Find the value of $\sum_{r=0}^{\infty} \tan^{-1}(\frac{1}{1+r+r^2})$

Question

The given expression can be written as $$\tan^{-1}(\frac{r+1+(-r)}{1-(-r)(r+1)})$$

$$=\tan^{-1}(r+1)-\tan^{-1}(r)$$

Therefore $$\sum =\tan^{-1}(1)-\tan^{-1}(0)+\tan^{-1}(2)....$$

Since it goes on to infinity, all the terms except $-\tan^{-1}(0)$ get cancelled. So the answer should be $0$ or $-\pi$. But the right answer is $\frac{\pi}{2}$. What’s wrong with this solution?

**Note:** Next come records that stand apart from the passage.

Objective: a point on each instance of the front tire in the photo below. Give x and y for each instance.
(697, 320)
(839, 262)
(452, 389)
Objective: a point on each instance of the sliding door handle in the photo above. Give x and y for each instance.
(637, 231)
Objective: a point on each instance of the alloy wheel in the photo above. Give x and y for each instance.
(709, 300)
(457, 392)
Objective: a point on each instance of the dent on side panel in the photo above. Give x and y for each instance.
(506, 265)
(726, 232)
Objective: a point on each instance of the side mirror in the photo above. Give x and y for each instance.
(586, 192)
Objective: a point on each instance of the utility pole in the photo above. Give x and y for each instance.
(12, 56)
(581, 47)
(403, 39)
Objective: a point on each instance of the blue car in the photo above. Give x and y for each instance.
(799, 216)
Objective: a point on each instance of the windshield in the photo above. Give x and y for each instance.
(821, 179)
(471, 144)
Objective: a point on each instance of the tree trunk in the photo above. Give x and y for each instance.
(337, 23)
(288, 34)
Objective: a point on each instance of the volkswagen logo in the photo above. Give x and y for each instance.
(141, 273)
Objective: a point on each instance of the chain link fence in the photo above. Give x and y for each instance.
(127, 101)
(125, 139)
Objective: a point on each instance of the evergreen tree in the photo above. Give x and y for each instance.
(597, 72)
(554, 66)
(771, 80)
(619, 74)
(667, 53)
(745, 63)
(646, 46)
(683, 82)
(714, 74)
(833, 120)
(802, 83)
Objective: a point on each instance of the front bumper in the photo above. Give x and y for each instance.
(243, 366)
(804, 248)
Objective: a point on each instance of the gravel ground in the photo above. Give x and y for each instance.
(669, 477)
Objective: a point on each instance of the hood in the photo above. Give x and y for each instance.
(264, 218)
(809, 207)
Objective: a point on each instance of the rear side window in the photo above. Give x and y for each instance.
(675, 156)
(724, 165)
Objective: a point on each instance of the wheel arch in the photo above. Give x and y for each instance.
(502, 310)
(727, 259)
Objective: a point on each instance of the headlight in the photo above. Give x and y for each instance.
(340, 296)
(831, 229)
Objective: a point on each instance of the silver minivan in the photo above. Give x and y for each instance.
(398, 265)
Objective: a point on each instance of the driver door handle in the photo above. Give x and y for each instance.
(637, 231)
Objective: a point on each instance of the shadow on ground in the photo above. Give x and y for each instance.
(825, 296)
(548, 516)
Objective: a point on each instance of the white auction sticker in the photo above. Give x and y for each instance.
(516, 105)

I know how to get $\frac{\pi}{2}$, I figured out an alternate for it, but I want to know what went wrong here.

Answer 1

You're almost there. The $k$-th partial sum is given by $\text{tan}^{-1}(k+1) - \text{tan}^{-1}(0) = \text{tan}^{-1}(k+1)$. As $k \rightarrow \infty$, the partial sum converges to $\pi /2$.

Answer 2

No, the cancellation works in the other way. More exactly the partial sum of rank $n$ being

$$\arctan(n+1)$$

the limit of the series is the limit of the sequence of its partial sums, i.e., $\pi/2$.